My case is unusual - the grandfather in question sexually abused his daughters, one of whom was my mother, and so was ostracized from the family; I never knew him, or even his name, until I began the process of collecting the necessary documenation.
From the marriage certificate of the grandfather and my grandmother, I knew his name, his fathers name, and his age on the date of the marriage. From this, from the on-line databases, there were four possible grandathers - two English, two Irish.
Of these, three had the same fathers name! but this eliminated one of the Englishmen, who did not.
Of the other Englishman, he died aged eight days old; I found his death certificate.
This left two Irishmen. For one of them, I found the death certificate, for the other, not (he could even still be alive). The man for whom I found the death certificate seemed the most likely candidate, given the professions involved.
This was the best I could do - I had no way to differentiate between them or know in any other way than the documentation that they were my grandfather - and I applied on this basis.
Note that however I did have all the required documentation for an FBR application (except for my mothers passport, and I explained why this could not be provided in an affidavit).
The application was made in November 2016, and it was two weeks ago the rejection was issued (eighteen months).
The Irish embassy where I made the application was happy with it, but it was rejected in Dublin.
I was led unofficially to understand the reason the application took so long was that Dublin felt it was having to chose which grandfather was the man in question. (There was I imagine additional delay as the case officer in the Embassy retired during the course of the application). This was eventually sorted out (I had made it clear in the covering letter which grandfather I thought was correct, and the Embassy fully agreed) but I would say by the looks of it it was in the end enough for the rejection to occur.
My original thought at this point was to find out why the application was rejected, fix that, and then proceed with an appeal. As you would expect, my naive imagination of what occurs is completely different to what actually occurs : bureaucracy is never anything like what normal people would think it would be
There is a page on DFA which describes the appeals process;
https://dfa.ie/about-us/our-commitments/fbr-appeals/
I wrote to the FBR Appeals Officer and asked for clarification on the rejection.

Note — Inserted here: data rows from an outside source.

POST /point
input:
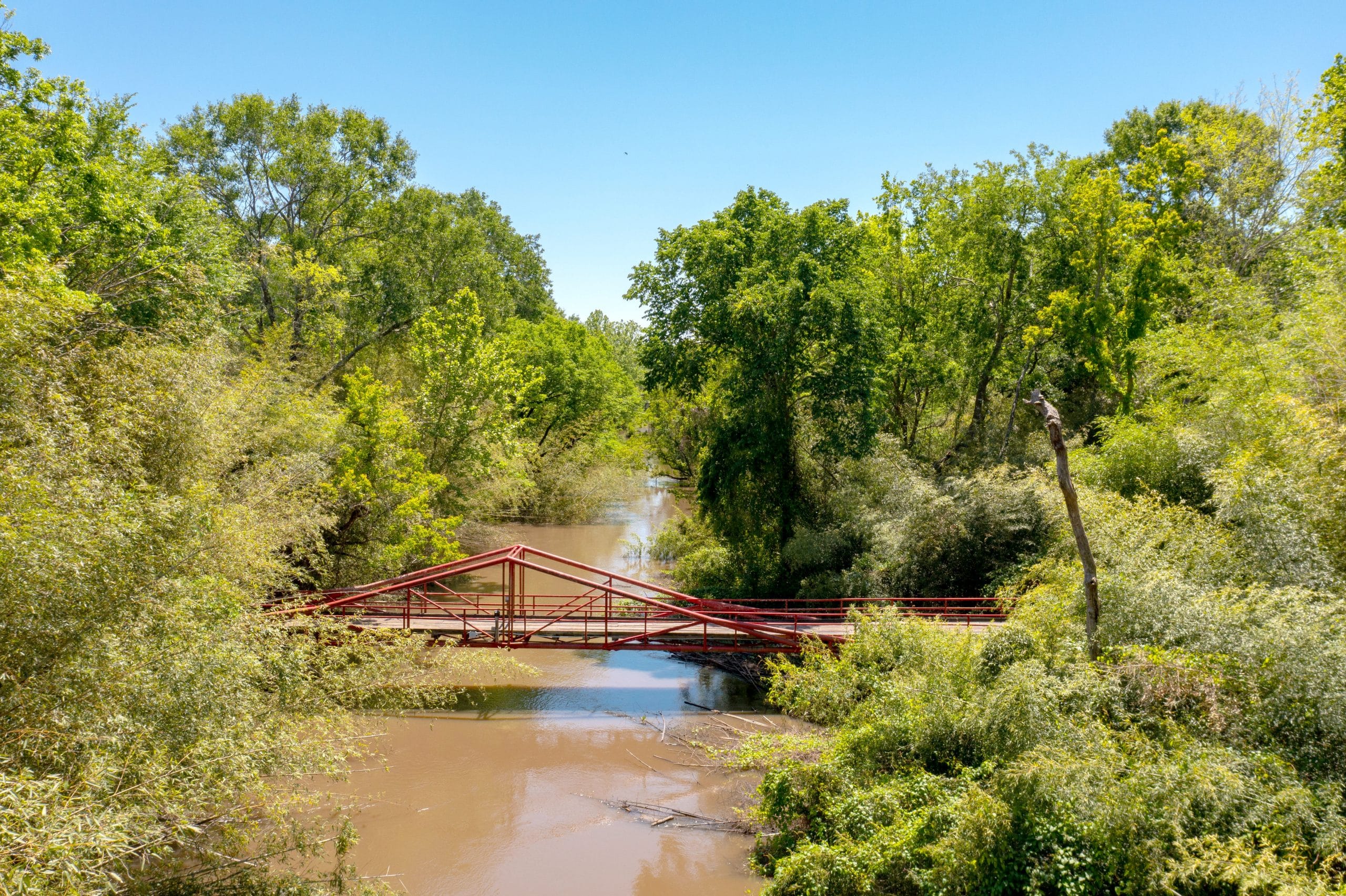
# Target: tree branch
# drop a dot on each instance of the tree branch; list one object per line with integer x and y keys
{"x": 1052, "y": 419}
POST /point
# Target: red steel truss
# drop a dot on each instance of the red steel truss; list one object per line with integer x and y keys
{"x": 548, "y": 602}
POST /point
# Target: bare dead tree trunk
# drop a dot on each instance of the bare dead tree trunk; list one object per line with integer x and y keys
{"x": 1052, "y": 419}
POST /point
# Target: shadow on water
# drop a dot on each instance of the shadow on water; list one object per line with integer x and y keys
{"x": 504, "y": 794}
{"x": 619, "y": 683}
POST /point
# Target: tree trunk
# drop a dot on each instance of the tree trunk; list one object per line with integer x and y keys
{"x": 1052, "y": 419}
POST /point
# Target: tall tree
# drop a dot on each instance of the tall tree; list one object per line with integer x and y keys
{"x": 762, "y": 310}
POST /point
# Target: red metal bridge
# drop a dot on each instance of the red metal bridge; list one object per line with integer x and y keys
{"x": 520, "y": 596}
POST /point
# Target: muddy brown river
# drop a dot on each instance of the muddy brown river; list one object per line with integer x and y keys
{"x": 504, "y": 794}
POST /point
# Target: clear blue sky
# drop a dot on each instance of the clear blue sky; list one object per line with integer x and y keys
{"x": 597, "y": 124}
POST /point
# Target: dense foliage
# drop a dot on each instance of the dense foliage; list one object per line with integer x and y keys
{"x": 248, "y": 357}
{"x": 1182, "y": 298}
{"x": 252, "y": 356}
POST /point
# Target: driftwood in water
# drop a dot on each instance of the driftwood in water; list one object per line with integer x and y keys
{"x": 1052, "y": 419}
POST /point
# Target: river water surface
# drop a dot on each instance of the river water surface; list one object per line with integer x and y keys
{"x": 504, "y": 796}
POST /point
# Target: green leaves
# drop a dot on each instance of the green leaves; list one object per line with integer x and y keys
{"x": 758, "y": 313}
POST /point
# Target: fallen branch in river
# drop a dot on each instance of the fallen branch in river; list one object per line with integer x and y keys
{"x": 720, "y": 712}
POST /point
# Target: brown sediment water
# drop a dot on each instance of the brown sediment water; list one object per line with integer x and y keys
{"x": 504, "y": 796}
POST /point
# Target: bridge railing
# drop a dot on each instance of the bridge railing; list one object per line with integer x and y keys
{"x": 544, "y": 601}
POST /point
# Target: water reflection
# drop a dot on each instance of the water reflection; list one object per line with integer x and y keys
{"x": 504, "y": 796}
{"x": 616, "y": 683}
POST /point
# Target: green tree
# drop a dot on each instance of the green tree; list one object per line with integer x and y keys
{"x": 762, "y": 310}
{"x": 298, "y": 185}
{"x": 467, "y": 393}
{"x": 578, "y": 385}
{"x": 962, "y": 265}
{"x": 383, "y": 494}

I was informed there is no appeals process but a review process : the application is reviewed by a higher-level official. This seems rather pointless - if it was rejected in the first place, and is unmodified, a second rejection would be expected.
I was stonewalled regarding the cause of rejection. The rejection letter said "insufficient documentation" and nothing more, and Dublin so far is sticking to this line : "you were told why in the letter", they say.
So, down to cases.
1. After a rejection, is a review the and the only next step for that application? is it possible to provide additional documentation at this point?
2. Can I reasonably look to obtain clarification on the cause of rejection?
3. Any general advice or experience? anyone else here issued an appeal? what happened?